Né en 1942 à Coutances. Vit et travaille à Plouédern (Finistère).

 

YVES PICQUET, TRACES DE PEINTURE

« La peinture est toujours passée couche par couche. C’est une chose fondamentale qui ne souffre pas d’exception. (…) Le mouvement a toujours croisé sa propre trace quelque part. »

Per Kirkeby

 

Peinture traversée

On pourrait postuler qu’Yves Picquet travaille la peinture comme prolongement d’une réflexion sur la sérigraphie, son métier depuis 1975. Avant lui, Rauschenberg ou Warhol avaient déjà invité l’univers de l’image imprimée à prendre ses aises dans l’espace du tableau. Ailleurs, Gerhard Richter tentait de faire des photographies par un autre moyen.

La peinture, au XXe siècle, s’est vue traversée en tous sens. Chez Yves Picquet, la sérigraphie hante la pratique picturale en des régions précises : le recouvrement, la sérialité, et la transparence relative. En sérigraphie, on ne cache jamais ce qui est en dessous, les couches inférieures viennent toujours, subtilement, nourrir les couches supérieures. Ces questions — l’oblitération, le recouvrement, la saturation, le dévoilement — sont des invariants de l’œuvre. Enfin, et cela paraît logique, tout comme les strates picturales jouent entre elles, les œuvres d’Yves Picquet se pensent en archipels. Symptomatiquement, l’artiste travaille en cycles et en circulations : une série en engendre une autre, s’y glisse pour mieux s’y métamorphoser.

Quoi peindre

Comme Christopher Wool lorsqu’il déclare « Je suis plus intéressé par la question de savoir comment peindre, plutôt que quoi peindre. », Yves Picquet semble davantage préoccupé de matière et de geste que de références extérieures. L’artiste défend une forme de neutralité, la réduction du travail à ce qu’il est concrètement, quand la peinture se prend elle-même pour objet. Les peintres de Support(s)/Surface(s) adoptent des positions proches, et le travail d’Yves Picquet entre parfois en résonance évidente avec celui de Simon Hantaï1 : plier, déplier, froisser, traquer à égalité la respiration et la prolifération.

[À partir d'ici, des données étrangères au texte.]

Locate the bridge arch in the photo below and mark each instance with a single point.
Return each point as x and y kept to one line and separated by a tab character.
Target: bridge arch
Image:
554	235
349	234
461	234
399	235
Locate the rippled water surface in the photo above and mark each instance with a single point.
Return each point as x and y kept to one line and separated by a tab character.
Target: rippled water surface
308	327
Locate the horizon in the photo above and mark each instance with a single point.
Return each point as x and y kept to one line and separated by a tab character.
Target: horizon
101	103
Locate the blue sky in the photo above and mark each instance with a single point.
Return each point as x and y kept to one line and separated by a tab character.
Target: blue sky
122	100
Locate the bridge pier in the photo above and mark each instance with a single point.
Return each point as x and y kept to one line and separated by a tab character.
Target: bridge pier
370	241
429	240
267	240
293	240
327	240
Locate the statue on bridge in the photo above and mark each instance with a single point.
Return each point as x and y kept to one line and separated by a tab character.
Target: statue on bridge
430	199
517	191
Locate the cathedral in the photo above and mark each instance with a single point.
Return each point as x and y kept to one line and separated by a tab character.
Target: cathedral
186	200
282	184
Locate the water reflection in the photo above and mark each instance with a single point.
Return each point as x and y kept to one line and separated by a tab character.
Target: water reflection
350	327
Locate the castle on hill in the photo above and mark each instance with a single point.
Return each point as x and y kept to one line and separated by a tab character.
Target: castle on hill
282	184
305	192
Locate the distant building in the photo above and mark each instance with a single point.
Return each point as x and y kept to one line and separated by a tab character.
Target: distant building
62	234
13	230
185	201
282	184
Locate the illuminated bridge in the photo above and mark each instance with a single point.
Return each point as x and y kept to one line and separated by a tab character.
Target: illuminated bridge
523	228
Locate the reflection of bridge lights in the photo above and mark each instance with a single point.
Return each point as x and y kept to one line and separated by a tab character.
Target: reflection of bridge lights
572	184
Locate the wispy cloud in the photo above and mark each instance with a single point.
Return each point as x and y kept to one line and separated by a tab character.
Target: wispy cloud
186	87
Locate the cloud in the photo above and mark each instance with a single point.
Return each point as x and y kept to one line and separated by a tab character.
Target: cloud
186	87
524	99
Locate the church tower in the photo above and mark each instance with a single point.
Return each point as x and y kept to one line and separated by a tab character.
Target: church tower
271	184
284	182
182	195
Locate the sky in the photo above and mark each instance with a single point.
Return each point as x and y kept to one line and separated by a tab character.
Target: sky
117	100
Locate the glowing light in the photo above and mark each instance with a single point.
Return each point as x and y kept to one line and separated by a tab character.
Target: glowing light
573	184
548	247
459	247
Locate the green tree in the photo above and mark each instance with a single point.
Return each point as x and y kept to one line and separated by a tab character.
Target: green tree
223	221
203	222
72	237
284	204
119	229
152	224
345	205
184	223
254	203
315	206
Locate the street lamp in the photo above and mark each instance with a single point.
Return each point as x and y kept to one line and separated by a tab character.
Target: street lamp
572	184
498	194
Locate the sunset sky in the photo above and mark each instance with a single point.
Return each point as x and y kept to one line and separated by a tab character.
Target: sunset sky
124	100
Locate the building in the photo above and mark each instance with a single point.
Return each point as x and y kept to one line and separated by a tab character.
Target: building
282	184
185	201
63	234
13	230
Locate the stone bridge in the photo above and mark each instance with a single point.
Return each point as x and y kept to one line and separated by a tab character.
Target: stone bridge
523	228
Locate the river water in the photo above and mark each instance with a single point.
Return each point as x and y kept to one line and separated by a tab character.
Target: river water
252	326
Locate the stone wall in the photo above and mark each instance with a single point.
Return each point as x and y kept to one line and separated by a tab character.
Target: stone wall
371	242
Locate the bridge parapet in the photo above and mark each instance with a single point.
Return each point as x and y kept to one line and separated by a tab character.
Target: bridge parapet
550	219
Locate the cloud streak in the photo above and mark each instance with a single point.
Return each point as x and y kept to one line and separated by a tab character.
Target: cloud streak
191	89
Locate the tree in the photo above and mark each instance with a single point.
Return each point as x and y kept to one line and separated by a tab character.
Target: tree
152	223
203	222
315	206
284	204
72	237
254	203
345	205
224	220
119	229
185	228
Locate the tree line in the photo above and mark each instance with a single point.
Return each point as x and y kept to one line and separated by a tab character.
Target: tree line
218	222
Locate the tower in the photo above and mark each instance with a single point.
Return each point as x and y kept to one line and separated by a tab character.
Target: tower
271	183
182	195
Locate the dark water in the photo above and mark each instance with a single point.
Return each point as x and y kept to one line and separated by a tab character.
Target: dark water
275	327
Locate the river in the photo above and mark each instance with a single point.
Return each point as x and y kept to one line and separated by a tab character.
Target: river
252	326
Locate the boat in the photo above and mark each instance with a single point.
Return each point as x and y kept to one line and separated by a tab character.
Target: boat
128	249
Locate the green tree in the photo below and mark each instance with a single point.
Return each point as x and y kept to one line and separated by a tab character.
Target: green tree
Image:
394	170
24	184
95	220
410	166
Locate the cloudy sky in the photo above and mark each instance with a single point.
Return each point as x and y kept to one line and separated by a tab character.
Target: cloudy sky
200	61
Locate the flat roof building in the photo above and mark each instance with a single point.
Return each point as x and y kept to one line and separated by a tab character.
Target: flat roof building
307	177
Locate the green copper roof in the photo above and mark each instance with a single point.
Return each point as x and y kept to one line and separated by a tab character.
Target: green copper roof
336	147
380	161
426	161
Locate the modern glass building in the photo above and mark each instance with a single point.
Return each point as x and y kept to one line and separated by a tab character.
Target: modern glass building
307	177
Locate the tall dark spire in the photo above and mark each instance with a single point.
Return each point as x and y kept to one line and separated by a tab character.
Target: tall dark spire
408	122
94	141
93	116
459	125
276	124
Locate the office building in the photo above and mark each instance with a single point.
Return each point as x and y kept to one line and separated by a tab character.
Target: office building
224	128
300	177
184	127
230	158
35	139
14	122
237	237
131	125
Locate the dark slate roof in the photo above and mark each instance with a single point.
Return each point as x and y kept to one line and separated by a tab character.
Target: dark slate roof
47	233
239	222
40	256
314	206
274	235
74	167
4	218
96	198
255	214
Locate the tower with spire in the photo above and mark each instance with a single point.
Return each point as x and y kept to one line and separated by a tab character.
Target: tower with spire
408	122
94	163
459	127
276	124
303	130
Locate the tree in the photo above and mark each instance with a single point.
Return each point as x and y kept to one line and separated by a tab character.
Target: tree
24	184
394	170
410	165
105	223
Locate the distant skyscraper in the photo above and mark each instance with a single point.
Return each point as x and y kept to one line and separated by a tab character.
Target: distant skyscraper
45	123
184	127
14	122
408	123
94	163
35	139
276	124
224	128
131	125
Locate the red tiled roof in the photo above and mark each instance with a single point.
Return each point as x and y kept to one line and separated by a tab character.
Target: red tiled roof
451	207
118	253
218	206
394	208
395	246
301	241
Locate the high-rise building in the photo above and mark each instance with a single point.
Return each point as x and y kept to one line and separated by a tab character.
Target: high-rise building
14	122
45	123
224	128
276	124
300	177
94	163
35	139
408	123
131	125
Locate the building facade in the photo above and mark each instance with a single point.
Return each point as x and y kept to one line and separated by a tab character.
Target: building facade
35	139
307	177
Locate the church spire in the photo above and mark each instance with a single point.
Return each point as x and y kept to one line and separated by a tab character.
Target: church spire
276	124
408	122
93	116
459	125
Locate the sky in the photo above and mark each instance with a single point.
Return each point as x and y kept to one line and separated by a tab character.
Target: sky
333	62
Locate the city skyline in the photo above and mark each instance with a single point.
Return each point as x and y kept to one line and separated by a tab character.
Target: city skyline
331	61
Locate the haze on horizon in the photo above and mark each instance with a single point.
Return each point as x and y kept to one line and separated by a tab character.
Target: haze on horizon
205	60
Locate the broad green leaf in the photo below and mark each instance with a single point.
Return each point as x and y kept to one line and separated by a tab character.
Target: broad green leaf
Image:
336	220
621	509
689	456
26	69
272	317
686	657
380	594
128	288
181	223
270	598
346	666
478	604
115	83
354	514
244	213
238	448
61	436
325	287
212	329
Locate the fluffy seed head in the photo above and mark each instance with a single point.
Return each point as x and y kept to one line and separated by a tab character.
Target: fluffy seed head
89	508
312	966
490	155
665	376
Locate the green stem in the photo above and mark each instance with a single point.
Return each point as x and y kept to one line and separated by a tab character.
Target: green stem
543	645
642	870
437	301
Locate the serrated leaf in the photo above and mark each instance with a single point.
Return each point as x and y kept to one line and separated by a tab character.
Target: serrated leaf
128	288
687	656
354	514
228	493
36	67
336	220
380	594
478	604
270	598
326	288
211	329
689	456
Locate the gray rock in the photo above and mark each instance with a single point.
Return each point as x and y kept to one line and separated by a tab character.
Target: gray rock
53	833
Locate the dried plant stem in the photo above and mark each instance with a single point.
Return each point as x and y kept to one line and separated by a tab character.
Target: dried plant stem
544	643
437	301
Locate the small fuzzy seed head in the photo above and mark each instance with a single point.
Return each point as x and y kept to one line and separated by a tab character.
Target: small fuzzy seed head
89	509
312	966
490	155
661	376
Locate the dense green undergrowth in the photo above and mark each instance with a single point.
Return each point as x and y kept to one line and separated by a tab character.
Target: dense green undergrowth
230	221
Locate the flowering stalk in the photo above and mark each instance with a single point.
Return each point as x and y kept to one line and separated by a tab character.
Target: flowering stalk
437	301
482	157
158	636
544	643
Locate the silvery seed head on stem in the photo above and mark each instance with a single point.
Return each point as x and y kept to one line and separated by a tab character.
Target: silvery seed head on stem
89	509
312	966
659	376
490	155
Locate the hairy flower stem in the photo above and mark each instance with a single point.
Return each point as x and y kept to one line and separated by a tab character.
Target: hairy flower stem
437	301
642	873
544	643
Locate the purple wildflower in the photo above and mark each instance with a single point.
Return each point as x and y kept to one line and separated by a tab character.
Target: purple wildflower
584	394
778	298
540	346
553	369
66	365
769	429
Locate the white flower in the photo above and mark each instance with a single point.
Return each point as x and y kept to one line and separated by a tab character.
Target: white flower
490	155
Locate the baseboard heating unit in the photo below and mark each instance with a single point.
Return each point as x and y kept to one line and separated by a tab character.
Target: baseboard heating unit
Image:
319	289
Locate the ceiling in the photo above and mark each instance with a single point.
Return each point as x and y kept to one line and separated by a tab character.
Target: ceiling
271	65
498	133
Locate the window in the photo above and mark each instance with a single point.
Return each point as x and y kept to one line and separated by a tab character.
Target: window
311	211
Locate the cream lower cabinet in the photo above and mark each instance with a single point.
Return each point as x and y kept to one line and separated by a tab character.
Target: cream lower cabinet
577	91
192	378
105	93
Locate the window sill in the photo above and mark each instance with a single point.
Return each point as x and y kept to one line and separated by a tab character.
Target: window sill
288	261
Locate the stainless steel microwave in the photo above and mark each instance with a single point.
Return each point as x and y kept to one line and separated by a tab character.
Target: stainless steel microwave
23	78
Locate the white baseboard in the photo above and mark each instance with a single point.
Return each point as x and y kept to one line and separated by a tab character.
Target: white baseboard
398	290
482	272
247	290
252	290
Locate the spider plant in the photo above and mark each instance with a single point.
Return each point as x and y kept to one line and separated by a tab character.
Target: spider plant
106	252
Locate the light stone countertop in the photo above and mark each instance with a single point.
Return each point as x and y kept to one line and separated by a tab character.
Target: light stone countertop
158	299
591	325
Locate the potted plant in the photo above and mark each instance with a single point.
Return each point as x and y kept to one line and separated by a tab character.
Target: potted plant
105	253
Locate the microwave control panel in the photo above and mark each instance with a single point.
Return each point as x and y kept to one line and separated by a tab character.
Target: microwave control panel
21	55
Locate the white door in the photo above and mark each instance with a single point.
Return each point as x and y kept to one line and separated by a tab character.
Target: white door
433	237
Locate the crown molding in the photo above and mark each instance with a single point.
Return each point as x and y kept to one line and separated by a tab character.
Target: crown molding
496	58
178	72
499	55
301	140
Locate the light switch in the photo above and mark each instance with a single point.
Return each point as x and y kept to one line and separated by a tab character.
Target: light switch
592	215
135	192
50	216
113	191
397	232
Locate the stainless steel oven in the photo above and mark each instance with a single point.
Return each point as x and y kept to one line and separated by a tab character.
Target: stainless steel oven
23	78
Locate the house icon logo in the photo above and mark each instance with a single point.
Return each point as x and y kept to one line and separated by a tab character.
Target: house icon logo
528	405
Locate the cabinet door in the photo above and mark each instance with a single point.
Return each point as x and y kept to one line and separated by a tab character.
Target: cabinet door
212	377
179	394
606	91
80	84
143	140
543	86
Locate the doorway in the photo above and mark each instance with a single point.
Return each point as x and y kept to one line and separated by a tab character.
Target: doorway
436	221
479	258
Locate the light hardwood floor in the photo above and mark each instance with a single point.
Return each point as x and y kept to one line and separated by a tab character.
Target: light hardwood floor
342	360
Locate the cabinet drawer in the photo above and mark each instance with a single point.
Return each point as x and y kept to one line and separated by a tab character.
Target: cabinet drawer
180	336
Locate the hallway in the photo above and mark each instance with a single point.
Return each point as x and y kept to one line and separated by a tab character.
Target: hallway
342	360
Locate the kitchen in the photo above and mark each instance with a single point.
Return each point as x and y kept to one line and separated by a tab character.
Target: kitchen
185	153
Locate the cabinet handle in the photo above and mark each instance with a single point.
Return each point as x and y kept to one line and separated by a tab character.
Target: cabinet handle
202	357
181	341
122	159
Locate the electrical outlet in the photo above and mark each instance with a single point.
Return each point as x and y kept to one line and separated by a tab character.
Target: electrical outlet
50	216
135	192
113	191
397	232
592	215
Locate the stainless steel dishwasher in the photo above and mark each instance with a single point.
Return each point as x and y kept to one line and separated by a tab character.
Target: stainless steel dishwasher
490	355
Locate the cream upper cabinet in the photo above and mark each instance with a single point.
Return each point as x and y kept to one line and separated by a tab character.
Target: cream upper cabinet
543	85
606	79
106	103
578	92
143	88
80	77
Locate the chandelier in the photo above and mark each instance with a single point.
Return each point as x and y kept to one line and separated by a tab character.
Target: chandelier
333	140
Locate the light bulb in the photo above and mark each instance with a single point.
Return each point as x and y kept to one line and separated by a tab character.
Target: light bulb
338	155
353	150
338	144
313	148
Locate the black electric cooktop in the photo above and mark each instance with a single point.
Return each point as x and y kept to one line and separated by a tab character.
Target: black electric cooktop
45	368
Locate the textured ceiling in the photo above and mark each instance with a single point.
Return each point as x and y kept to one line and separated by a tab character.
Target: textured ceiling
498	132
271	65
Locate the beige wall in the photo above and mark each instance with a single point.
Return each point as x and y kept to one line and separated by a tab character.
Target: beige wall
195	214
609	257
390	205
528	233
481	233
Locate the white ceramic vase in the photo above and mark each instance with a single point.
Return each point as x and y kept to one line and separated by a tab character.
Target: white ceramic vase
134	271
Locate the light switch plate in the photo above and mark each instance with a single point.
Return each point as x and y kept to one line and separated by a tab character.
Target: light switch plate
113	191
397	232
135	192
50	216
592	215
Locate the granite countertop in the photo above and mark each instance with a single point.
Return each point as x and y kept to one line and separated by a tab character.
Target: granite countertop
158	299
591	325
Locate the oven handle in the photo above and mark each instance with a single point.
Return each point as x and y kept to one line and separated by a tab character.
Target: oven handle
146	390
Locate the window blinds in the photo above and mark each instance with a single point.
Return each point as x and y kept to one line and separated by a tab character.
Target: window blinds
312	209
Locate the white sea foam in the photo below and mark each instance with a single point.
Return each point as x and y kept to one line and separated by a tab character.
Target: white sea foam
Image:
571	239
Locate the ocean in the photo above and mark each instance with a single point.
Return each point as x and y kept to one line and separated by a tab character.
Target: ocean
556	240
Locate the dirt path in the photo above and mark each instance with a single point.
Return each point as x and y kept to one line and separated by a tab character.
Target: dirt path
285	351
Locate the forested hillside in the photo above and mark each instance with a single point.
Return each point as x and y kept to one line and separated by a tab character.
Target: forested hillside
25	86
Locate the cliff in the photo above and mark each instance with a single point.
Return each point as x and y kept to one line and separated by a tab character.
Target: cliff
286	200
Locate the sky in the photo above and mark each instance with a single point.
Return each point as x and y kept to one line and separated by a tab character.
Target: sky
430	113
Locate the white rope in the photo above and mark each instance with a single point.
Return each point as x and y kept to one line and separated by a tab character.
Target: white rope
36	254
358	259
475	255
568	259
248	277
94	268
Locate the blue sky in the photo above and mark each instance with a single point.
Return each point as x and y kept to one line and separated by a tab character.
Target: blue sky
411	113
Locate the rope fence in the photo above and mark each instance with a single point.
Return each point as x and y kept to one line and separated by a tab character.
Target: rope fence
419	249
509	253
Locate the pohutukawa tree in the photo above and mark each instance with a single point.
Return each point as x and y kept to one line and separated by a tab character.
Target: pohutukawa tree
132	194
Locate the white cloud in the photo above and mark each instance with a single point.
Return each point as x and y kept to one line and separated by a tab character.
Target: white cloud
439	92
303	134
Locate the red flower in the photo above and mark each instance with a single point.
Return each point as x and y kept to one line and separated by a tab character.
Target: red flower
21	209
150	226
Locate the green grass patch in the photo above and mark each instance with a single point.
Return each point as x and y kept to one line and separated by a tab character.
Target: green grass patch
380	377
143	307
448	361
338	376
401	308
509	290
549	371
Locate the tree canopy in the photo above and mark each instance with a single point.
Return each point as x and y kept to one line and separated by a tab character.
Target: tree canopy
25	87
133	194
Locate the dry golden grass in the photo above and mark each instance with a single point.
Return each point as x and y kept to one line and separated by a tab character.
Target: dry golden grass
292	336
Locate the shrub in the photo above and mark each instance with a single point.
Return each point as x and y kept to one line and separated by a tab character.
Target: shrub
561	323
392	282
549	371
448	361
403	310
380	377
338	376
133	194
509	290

Comme lui, Yves Picquet prend le risque du hasard et de l’accident, comme lui il cherche à essentialiser sa palette. Pour parvenir à l’épure, il emprunte des chemins complexes : il use d’une peinture peu adaptée (l’encre aqueuse de la sérigraphie), et se fixe des protocoles infinis comme pour mieux se déprendre, accéder à un relatif automatisme, adopter cette espèce particulière de concentration et cette posture passive, qui, comme le savent tant de peintres depuis Dada et les Surréalistes, sont favorables à l’apparition de formes inattendues.

Exposer la peinture

À proprement parler, Yves Picquet ne crée pas in situ, mais il demeure toujours attentif à faire dialoguer l’œuvre et l’espace d’exposition. Modules courant du sol au plafond à Chapelle de Loc-Mazé, Tondos au carré épousant le piètement d’une cheminée ou disposés au sol à l’Ilôt d'art, habillage de toiles libres all over pour Hors traces à la Chapelle Sainte Barbe : l’artiste  prend la liberté de jouer avec les règles et les formats, et invente des dispositifs en rapport à la peinture elle-même, désacralisée, et surtout signifiante dans le lien qu’elle tisse à l’espace et au spectateur. Chez lui, la peinture s’étire souvent à la dimension d’un objet, et rejoint l’épopée des shaped canevas initiée par Frank Stella. Seul ou en assemblage, le module permet les jeux de forme et contreforme, le montage en longue structure totémique (Traversée), ou les installations sculpturales (Ar bili). À l’échelle de trente années de pratique, l’artiste marque un penchant certain pour le décloisonnement, le hors-cadre, le hors-champ.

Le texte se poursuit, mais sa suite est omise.